Todos estes incidentes foram curtos e sucederam-se tão breves, que um quarto de hora depois do desmaio, Aurélia entrava no salão pelo braço do marido, tão fresca e viçosa como no princípio do baile, e ainda mais deslumbrante de beleza.

Seus convidados ao vê-la caminharam ao seu encontro, mas não puderam apresentar-lhe suas felicitações, porque a orquestra despejava o mesmo turbilhão da valsa de Strauss, e Aurélia volteava na sala com o marido.

— Que loucura!

Foi a voz que se ouviu de todos os cantos, Seixas quisera demovê-la, mas ela o emudecera com uma palavra:

— É a reparação que o senhor me deve.

Valsaram tanto tempo quanto da primeira vez, e o mínimo alvoroço não agitou esses dois corações, que ainda há pouco se confundiam na mesma pulsação, e agora batiam isolados e cadentes, apenas agitados pelo movimento, como ponteiros de relógio. Havia entre ambos um oceano de gelo.

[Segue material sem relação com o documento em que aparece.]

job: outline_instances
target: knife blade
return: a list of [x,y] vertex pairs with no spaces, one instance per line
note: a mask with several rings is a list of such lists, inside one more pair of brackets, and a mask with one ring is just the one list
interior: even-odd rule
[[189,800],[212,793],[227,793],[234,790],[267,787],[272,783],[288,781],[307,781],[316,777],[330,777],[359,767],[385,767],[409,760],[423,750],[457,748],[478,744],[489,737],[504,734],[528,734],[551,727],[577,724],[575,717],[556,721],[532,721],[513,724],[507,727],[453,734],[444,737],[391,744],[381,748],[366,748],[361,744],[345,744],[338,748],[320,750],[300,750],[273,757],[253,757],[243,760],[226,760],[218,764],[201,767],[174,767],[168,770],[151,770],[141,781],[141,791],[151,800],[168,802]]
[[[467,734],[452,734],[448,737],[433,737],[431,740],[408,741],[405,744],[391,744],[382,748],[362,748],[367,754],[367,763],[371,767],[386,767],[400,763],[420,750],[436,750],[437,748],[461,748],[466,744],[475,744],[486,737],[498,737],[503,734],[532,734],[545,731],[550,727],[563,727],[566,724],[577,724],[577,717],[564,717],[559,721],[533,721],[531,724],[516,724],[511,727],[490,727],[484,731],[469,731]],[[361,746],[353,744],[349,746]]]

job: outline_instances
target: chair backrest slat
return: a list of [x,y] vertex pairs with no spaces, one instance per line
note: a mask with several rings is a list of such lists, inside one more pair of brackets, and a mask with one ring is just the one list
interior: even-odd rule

Acabada a valsa, Aurélia recebeu risonha as felicitações das amigas e convidados; Seixas, censuras e exprobrações por ter consentido em dançar segunda vez com a mulher.

— Podia ser-lhe fatal!

— Era preciso curar-me da vertigem, acudiu Aurélia rindo. Ele tinha obrigação.

— E agora está curada? perguntou o general.

— Oh! para sempre!

O baile continuou cada vez mais animado.